09-27-2011 05:43 AM
It's important to clarify exactly how node-draining is handled internally.
Stingray maintains session persistence records, either internally or in client-side cookies.
Stingray does not time-out session persistence records:
You need to judge when it is safe to take a node out-of-service, based on your understanding of how long a session should remain idle before it is unneeded. You can refer to the connection draining report for this information. When you want to take a node out of service, use the 'Disabled' setting; this prevents Stingray from making any new connections to the node, but allows exisiting connections to complete.
For more details on session persistence, please refer to the document Session Persistence - implementation and timeouts
04-29-2013 04:22 PM
in my case I must have persistence classes, as I continually and getting new connections.. Its been 20-30 minutes now.
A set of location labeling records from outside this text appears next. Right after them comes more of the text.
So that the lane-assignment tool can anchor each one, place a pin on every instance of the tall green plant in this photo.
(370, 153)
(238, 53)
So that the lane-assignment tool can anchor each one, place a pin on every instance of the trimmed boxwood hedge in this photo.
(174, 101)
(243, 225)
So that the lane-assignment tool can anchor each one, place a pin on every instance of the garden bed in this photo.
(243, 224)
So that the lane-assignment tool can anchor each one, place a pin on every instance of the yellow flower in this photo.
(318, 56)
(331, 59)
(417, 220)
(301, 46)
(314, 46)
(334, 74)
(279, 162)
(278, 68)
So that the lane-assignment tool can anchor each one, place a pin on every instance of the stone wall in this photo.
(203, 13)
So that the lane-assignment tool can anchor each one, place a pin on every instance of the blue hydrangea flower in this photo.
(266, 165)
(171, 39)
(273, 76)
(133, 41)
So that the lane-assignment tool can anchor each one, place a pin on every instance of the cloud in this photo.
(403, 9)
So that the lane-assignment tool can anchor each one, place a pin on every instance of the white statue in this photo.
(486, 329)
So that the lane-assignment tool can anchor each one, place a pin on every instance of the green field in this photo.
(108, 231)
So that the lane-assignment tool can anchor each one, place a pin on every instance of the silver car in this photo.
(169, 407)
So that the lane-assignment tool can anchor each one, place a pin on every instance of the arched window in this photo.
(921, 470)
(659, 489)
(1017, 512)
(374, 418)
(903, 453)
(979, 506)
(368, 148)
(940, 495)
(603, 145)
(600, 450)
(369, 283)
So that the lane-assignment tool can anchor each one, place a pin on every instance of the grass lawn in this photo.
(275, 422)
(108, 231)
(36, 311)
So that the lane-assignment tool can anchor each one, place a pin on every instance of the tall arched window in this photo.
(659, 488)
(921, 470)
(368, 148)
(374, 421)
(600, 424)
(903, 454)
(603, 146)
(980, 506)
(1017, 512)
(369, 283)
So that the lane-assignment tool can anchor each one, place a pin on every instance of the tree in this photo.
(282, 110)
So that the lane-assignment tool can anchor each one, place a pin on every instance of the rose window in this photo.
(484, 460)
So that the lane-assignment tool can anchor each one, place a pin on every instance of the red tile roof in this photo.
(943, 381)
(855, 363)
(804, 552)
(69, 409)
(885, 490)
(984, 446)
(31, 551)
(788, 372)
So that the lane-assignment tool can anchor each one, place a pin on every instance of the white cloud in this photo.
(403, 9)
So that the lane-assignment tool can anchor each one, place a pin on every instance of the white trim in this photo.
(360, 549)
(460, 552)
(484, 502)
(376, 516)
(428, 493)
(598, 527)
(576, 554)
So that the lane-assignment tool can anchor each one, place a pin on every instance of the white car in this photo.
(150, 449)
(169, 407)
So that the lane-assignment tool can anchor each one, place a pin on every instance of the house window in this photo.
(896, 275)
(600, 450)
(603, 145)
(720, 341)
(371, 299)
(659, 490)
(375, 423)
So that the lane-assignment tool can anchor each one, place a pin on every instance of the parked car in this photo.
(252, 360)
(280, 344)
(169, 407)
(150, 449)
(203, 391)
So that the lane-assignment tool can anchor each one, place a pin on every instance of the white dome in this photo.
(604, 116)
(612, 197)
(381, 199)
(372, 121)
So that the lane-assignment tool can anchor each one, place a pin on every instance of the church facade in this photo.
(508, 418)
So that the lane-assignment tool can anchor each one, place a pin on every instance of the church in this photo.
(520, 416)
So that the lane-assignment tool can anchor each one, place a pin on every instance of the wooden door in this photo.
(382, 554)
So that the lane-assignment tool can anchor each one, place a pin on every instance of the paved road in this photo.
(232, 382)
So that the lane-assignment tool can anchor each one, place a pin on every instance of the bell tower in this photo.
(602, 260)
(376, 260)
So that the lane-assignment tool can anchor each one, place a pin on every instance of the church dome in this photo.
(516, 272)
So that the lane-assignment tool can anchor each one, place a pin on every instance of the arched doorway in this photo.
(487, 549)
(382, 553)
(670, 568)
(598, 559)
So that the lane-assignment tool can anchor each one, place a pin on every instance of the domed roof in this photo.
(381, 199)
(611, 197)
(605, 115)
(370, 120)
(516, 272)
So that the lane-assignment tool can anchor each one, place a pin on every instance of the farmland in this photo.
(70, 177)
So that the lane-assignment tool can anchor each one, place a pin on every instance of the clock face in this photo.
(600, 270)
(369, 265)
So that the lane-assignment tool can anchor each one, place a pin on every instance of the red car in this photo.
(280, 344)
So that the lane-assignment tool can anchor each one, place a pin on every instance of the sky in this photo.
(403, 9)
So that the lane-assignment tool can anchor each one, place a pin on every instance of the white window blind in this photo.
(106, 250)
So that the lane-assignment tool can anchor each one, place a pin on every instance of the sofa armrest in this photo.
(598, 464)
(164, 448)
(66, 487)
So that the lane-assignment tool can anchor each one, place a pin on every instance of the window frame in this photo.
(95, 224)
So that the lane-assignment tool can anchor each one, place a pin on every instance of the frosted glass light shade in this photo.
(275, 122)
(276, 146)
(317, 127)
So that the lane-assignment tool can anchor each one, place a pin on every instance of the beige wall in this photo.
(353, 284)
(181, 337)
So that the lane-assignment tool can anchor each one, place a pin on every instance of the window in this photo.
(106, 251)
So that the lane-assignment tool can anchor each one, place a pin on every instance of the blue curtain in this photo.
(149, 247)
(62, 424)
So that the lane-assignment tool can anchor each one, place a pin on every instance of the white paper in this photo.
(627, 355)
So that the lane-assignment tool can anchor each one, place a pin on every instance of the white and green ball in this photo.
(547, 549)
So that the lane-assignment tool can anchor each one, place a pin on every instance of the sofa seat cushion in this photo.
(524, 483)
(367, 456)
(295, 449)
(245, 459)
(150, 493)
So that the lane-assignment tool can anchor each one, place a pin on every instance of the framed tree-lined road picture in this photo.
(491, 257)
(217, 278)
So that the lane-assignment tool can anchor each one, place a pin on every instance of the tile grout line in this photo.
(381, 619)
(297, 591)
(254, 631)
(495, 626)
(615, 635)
So should I simple disable a node instead where I understand, all connections will be dropped, so I can perform maintenance on the node?
04-29-2013 11:01 PM
I've updated the reply above as it was incomplete and out-of-date.
Yes - if you are confident that existing sessions have completed, then you can mark the node as 'disabled' and then take it out of service.
In the case where you are using non-unique session persistence keys (for example, the IP address), then a session persistence record can be reused and this means that new sessions may be routed to a draining node. If possible, use a cookie-based session persistence method as this uniquely identifies a client session.